Catching A Grenade You Threw Can Be Messy

This entry was written by Kevin Hofmann and originally published on his blog My Mind on Paper.  It is re-posted with permission.

Sitting across from an adoptive mom in a local support group, I could see the distaste she had for the birth mother of her child. The birth mother had abused drugs and was an unfit mother which led to the county removing the child from the birth mother’s home. The child was adopted by this woman whose feelings were seeping from her every pore.

As I sat in this meeting, the only adoptee, I felt it was important that I say something.

“Do you talk about your daughter’s birth mother with her?” I asked.

“Oh, yes all the time.” She said.

“Do you tell her how you feel about her birth mother?” I cautiously asked.

“No, I never tell her exactly how I feel.” She confidently replied.

“Sometimes you can say a whole lot with out saying a word.” I replied with equal confidence.

There was no way the adoptee didn’t know how her mother felt about her birth mother. It showed in the mother’s face just when she said the birth mother’s name. It oozed out of her in a way that made her feelings known instantly.

My comment was meant to make her think and required no response and she understood that and said nothing in response.

In my head there were several supporting arguments that I never voiced.

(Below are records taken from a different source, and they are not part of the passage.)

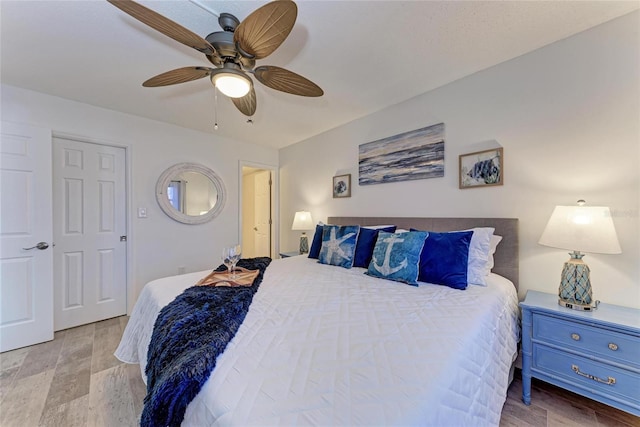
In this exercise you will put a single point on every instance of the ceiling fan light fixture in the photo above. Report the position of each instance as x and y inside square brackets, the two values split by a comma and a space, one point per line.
[231, 82]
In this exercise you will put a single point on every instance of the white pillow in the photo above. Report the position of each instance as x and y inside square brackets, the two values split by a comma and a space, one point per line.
[479, 249]
[495, 239]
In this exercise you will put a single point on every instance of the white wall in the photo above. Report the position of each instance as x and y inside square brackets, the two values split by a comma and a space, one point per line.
[159, 244]
[568, 117]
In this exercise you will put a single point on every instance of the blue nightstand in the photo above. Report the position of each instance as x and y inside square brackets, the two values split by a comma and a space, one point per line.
[595, 354]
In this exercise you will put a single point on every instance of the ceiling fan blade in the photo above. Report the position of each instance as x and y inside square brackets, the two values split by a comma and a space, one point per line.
[286, 81]
[246, 104]
[164, 25]
[181, 75]
[266, 28]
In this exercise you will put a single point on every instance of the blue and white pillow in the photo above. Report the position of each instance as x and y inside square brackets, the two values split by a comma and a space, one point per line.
[366, 242]
[396, 256]
[339, 245]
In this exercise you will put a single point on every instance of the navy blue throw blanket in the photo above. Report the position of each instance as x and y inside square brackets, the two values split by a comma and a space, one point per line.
[188, 336]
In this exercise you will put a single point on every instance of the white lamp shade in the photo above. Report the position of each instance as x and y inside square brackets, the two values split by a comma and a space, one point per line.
[581, 228]
[302, 221]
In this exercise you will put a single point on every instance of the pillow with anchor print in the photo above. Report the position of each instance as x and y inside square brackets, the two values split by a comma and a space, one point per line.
[396, 256]
[339, 245]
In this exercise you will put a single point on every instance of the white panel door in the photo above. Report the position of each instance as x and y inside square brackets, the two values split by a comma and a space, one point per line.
[89, 217]
[26, 284]
[262, 207]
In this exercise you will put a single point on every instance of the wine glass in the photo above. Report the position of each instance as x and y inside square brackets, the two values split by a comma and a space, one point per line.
[235, 252]
[227, 259]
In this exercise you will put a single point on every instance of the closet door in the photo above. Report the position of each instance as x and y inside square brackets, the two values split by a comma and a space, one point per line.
[89, 228]
[26, 256]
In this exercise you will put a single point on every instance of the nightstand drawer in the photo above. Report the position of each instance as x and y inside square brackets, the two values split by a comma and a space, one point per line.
[612, 346]
[599, 378]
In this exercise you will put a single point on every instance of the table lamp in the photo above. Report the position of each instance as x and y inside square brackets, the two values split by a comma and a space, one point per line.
[579, 229]
[303, 221]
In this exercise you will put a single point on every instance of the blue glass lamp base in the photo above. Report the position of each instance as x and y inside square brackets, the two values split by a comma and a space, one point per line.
[304, 244]
[575, 286]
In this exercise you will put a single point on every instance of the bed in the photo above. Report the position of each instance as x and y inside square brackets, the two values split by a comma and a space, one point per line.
[325, 345]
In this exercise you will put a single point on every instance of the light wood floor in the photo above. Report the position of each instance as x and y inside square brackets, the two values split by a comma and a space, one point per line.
[75, 380]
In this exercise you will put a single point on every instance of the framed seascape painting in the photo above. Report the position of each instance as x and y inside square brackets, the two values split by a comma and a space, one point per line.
[342, 186]
[418, 154]
[482, 168]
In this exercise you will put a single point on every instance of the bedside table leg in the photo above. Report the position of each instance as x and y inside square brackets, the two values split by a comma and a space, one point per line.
[526, 356]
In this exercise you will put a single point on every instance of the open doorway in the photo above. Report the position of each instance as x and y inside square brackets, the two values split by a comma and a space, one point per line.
[257, 212]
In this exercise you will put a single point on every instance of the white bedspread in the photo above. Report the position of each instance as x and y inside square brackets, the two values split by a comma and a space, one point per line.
[322, 345]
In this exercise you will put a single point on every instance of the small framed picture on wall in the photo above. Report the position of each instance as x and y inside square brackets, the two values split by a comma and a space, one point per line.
[342, 186]
[482, 168]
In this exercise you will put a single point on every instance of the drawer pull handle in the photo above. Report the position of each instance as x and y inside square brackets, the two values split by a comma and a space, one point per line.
[609, 381]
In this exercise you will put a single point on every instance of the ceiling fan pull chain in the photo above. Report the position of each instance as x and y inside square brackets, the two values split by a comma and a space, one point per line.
[215, 107]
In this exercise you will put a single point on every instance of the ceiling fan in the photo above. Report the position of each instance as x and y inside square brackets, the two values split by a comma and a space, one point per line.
[233, 52]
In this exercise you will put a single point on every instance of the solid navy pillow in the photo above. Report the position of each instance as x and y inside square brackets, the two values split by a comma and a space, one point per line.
[366, 243]
[316, 243]
[444, 259]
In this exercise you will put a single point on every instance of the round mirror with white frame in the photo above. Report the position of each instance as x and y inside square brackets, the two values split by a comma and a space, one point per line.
[190, 193]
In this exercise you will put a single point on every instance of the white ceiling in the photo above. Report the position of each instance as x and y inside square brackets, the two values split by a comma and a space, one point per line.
[366, 55]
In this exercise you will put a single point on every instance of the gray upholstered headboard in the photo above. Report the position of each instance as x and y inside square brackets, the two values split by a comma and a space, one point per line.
[506, 256]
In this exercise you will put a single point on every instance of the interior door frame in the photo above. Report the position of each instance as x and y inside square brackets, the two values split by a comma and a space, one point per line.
[275, 205]
[128, 155]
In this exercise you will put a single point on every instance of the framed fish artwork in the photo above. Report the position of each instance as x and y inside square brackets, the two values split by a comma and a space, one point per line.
[481, 168]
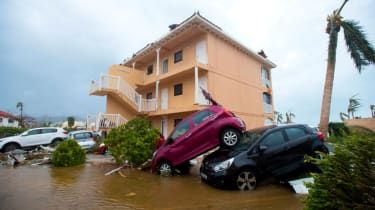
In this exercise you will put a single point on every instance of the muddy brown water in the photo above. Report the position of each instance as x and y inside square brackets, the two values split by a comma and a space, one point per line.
[86, 187]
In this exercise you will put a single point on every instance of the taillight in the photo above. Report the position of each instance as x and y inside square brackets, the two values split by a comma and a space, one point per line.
[320, 135]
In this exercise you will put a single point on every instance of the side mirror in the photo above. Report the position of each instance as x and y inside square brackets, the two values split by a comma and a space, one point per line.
[262, 148]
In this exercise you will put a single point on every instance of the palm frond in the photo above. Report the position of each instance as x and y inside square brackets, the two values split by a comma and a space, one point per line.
[361, 50]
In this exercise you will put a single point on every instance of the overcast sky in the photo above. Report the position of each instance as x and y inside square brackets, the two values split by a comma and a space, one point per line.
[51, 50]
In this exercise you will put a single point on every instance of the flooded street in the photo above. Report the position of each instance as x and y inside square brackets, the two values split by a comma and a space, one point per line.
[86, 187]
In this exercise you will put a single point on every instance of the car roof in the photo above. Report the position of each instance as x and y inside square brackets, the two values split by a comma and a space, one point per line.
[80, 131]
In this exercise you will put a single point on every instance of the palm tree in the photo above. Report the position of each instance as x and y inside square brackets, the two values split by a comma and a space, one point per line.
[20, 107]
[353, 105]
[361, 51]
[344, 116]
[289, 116]
[278, 117]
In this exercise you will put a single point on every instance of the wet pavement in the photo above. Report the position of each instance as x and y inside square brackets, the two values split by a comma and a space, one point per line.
[86, 187]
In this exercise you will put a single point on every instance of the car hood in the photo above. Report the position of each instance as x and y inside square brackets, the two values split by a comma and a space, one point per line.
[220, 155]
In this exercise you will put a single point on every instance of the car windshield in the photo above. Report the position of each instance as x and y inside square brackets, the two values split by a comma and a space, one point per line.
[249, 137]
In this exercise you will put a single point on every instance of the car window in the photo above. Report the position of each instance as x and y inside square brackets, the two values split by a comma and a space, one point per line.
[181, 129]
[201, 117]
[273, 139]
[49, 130]
[295, 133]
[34, 132]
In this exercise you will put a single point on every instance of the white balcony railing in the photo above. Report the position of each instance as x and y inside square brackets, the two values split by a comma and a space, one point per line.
[115, 83]
[108, 121]
[267, 108]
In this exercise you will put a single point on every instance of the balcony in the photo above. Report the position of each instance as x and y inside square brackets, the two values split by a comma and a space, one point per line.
[267, 108]
[114, 84]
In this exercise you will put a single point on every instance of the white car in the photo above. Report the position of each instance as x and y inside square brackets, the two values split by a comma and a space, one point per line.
[85, 139]
[33, 137]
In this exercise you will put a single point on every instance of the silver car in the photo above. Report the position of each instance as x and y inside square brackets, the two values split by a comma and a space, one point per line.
[84, 138]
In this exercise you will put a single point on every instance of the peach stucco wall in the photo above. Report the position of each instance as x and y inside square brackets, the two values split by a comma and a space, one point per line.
[235, 81]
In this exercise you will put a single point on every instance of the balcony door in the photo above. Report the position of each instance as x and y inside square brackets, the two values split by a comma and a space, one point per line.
[164, 99]
[201, 52]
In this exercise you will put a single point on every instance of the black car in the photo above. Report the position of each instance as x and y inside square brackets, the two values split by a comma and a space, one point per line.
[266, 151]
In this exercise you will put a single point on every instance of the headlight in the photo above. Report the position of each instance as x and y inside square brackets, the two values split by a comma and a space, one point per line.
[223, 165]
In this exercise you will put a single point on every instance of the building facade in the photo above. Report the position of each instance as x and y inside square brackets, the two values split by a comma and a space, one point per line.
[163, 80]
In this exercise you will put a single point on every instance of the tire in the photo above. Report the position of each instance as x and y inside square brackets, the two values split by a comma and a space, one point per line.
[229, 137]
[56, 142]
[246, 180]
[165, 169]
[10, 147]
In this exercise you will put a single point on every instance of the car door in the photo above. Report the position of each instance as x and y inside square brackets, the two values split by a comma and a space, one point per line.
[202, 135]
[299, 144]
[31, 138]
[273, 159]
[178, 143]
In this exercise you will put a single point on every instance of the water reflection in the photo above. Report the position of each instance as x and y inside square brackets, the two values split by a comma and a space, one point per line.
[86, 187]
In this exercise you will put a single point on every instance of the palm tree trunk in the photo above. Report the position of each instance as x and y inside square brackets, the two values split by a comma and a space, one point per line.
[330, 74]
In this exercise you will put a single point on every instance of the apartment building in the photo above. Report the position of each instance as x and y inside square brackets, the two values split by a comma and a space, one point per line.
[163, 80]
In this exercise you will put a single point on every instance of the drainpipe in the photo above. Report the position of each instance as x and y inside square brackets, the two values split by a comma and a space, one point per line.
[157, 61]
[157, 93]
[196, 86]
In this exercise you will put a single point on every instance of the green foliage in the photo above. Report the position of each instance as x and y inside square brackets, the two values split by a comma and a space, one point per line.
[68, 153]
[135, 141]
[10, 131]
[338, 129]
[70, 121]
[348, 177]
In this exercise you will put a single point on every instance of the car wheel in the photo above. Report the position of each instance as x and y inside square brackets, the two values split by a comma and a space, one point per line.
[230, 137]
[165, 169]
[10, 147]
[56, 142]
[246, 180]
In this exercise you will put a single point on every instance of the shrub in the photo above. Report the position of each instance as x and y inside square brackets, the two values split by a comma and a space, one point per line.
[348, 178]
[68, 153]
[10, 131]
[135, 141]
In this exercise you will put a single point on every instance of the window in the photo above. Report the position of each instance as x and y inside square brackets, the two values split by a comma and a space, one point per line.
[295, 133]
[180, 130]
[178, 90]
[33, 132]
[49, 130]
[265, 74]
[149, 95]
[267, 98]
[201, 117]
[165, 66]
[176, 121]
[178, 56]
[150, 69]
[273, 140]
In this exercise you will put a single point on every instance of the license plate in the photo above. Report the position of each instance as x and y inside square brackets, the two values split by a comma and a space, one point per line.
[204, 176]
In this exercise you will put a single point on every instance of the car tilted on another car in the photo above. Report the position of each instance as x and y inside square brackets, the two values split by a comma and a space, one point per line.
[267, 151]
[32, 138]
[84, 138]
[195, 135]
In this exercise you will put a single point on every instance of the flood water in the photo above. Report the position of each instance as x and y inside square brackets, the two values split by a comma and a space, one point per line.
[86, 187]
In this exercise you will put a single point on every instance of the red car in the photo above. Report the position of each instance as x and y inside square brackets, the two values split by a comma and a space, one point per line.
[197, 134]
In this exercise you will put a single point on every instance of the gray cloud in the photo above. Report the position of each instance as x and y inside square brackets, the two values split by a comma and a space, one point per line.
[49, 51]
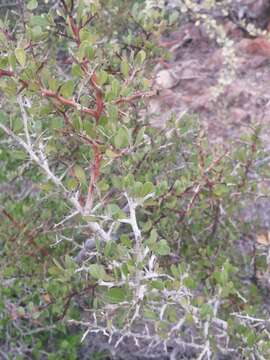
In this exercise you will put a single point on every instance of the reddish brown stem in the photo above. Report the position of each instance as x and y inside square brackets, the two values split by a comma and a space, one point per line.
[94, 177]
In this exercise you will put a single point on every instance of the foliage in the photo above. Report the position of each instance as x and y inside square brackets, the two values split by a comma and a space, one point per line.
[111, 228]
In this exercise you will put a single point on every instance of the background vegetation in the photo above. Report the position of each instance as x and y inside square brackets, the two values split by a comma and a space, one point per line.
[118, 240]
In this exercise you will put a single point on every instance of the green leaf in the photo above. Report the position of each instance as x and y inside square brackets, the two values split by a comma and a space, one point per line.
[140, 57]
[124, 68]
[97, 271]
[148, 188]
[67, 89]
[162, 248]
[80, 174]
[32, 4]
[20, 56]
[116, 295]
[102, 77]
[121, 139]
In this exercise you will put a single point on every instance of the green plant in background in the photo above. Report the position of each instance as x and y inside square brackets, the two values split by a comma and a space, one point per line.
[111, 231]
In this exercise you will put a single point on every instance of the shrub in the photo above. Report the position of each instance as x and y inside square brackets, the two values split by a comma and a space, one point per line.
[113, 231]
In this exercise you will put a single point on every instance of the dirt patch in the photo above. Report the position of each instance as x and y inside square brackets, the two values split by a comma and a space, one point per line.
[191, 80]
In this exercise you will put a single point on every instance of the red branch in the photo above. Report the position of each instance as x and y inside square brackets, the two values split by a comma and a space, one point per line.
[95, 170]
[70, 102]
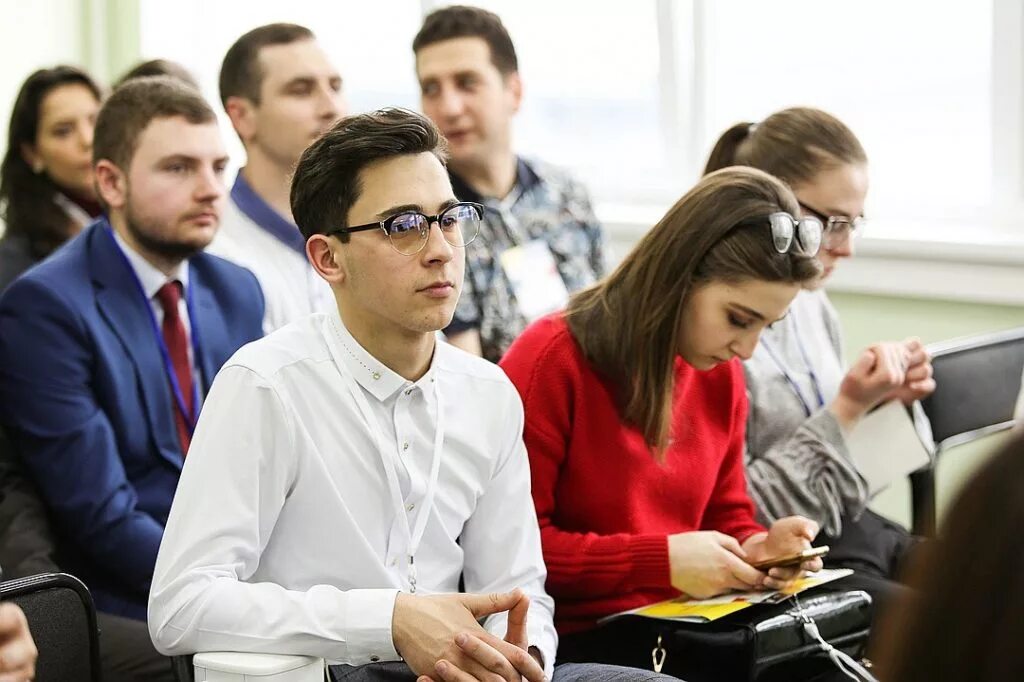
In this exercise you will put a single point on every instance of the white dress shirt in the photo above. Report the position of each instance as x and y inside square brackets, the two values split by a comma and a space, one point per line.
[291, 288]
[152, 281]
[284, 537]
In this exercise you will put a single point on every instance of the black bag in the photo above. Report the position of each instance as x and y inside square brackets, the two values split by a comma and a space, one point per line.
[762, 643]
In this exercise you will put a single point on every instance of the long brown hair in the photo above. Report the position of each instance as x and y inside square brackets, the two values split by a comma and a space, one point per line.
[26, 197]
[964, 620]
[794, 144]
[629, 325]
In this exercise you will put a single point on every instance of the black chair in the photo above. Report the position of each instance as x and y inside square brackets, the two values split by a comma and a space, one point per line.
[978, 380]
[62, 622]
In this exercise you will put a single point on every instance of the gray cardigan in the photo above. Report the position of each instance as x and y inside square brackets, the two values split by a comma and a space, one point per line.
[796, 463]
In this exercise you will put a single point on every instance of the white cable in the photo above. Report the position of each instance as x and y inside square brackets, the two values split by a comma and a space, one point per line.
[842, 661]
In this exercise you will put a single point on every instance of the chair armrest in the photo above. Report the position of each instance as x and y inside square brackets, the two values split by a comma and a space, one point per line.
[228, 666]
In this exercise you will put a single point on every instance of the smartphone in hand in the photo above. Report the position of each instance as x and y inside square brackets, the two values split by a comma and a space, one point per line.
[791, 560]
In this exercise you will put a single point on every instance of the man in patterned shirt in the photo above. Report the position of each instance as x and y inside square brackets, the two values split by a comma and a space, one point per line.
[540, 240]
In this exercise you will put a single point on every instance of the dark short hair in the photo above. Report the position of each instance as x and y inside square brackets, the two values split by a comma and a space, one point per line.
[241, 75]
[327, 180]
[132, 107]
[465, 22]
[794, 144]
[158, 68]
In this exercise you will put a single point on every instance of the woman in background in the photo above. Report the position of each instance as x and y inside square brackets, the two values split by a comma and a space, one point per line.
[46, 192]
[635, 412]
[803, 402]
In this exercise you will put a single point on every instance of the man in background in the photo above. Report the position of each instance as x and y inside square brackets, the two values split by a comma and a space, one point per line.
[281, 92]
[540, 240]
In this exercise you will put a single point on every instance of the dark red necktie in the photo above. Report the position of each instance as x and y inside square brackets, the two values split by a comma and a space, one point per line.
[177, 347]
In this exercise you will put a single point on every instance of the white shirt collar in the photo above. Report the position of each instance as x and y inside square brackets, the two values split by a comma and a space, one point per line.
[150, 276]
[373, 375]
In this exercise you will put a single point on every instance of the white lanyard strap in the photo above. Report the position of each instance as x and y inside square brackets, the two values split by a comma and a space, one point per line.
[414, 536]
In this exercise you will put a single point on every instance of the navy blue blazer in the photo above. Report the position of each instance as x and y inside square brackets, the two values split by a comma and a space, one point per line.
[84, 390]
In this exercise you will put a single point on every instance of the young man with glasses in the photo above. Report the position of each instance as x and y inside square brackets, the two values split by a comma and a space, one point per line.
[540, 240]
[363, 469]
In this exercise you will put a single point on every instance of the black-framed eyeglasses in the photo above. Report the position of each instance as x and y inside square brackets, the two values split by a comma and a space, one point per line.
[787, 231]
[838, 228]
[408, 231]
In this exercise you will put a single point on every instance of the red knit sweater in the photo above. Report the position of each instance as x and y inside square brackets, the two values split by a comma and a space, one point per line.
[605, 506]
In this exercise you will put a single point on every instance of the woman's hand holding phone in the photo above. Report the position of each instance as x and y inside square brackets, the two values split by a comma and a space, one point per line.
[786, 537]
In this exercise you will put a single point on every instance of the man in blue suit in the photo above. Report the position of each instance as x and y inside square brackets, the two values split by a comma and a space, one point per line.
[108, 347]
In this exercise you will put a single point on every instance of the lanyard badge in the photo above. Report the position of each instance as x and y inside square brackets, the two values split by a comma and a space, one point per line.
[412, 534]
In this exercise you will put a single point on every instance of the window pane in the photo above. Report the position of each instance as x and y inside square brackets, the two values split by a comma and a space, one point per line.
[590, 76]
[913, 82]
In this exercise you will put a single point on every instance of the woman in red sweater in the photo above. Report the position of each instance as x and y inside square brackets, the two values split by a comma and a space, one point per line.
[635, 410]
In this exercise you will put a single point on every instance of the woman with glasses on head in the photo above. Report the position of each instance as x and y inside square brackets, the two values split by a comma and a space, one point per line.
[635, 412]
[46, 190]
[803, 402]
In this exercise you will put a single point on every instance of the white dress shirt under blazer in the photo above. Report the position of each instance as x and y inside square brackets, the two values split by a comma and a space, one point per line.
[283, 536]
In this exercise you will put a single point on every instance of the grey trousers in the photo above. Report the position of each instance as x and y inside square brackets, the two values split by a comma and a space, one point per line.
[127, 654]
[399, 672]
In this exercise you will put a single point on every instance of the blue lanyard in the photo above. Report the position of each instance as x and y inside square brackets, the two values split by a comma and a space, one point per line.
[785, 374]
[190, 419]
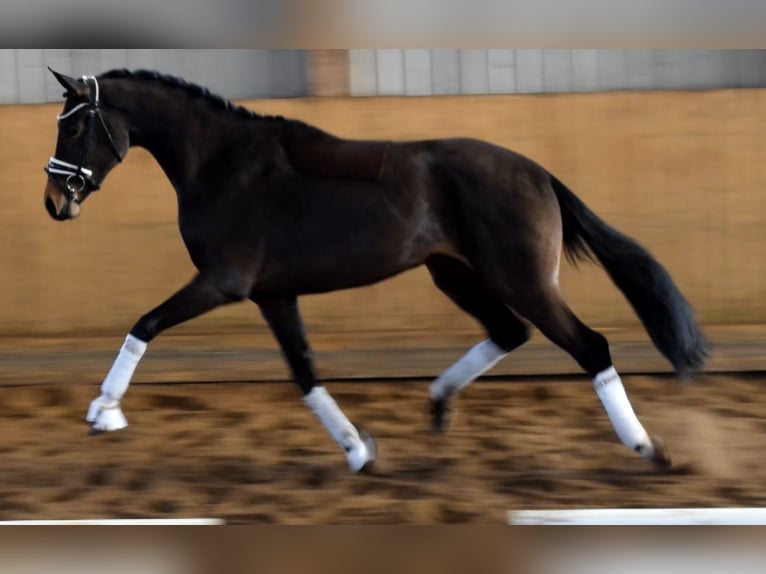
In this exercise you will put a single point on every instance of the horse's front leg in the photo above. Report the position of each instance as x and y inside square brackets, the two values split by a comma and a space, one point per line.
[285, 322]
[198, 297]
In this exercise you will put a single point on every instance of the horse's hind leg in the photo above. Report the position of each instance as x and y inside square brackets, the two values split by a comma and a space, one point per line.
[504, 329]
[285, 322]
[547, 311]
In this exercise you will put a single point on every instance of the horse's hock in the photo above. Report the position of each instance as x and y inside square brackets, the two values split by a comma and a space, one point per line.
[677, 171]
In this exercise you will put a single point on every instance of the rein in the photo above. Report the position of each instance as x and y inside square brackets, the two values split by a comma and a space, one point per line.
[78, 176]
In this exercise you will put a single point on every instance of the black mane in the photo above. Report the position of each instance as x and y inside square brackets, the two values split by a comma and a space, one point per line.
[215, 101]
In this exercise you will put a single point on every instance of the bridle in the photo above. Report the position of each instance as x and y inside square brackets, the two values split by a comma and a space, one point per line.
[78, 176]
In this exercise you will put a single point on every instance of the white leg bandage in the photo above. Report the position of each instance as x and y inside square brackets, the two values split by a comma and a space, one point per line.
[340, 428]
[116, 382]
[474, 363]
[629, 429]
[104, 412]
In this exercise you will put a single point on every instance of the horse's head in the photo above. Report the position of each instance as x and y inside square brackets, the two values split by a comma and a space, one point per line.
[91, 141]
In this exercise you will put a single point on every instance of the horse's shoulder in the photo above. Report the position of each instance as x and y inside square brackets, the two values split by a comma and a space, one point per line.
[315, 153]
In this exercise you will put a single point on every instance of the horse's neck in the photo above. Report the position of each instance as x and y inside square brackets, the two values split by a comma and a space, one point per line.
[171, 132]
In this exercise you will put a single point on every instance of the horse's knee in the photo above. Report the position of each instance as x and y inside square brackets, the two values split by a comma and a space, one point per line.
[510, 334]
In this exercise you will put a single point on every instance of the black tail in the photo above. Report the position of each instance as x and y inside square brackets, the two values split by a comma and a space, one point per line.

My initial concern was, as an adoptee, no matter how bad or horrible my birth mother may have been, she is still my birth mother; to not honor that simple truth was disturbing.

I felt as if the adoptee’s feelings were being sacrificed and ignored because the mother felt justified.

My secondary concern was about the future.

I would never argue that abusing drugs is justified and to be enraged about it was understandable. Did the mother deserve to have her child taken away? There are arguments that support both sides, and at this time and place I am willing to concede the removal was best for the child. The child is where they should be.

Over the years, I am certain the adoptee will learn that her birth mother was a drug abusing, unfit mother at the time she was removed from the home.

The assumption that this is a permanent condition concerns me. What if this permanent condition was temporary and after several years the adoptee meets this unfit mother, who is now clean and sober. That mother wasn’t frozen in time, maturity has thawed this snap shot in the past and she is no longer the unfit mother she once was. How does the adoptee square what she sees with what she has been told?

People can and do change. Now the picture she sees isn’t the picture that has been painted over the years and the adoptee feels betrayed, lied to, and manipulated.

Honoring birth parents is imperative. Honor them in what you say, and how you respond because they are part of the adoptee. Dishonoring them could come back to you like a grenade thrown against hurricane-force winds.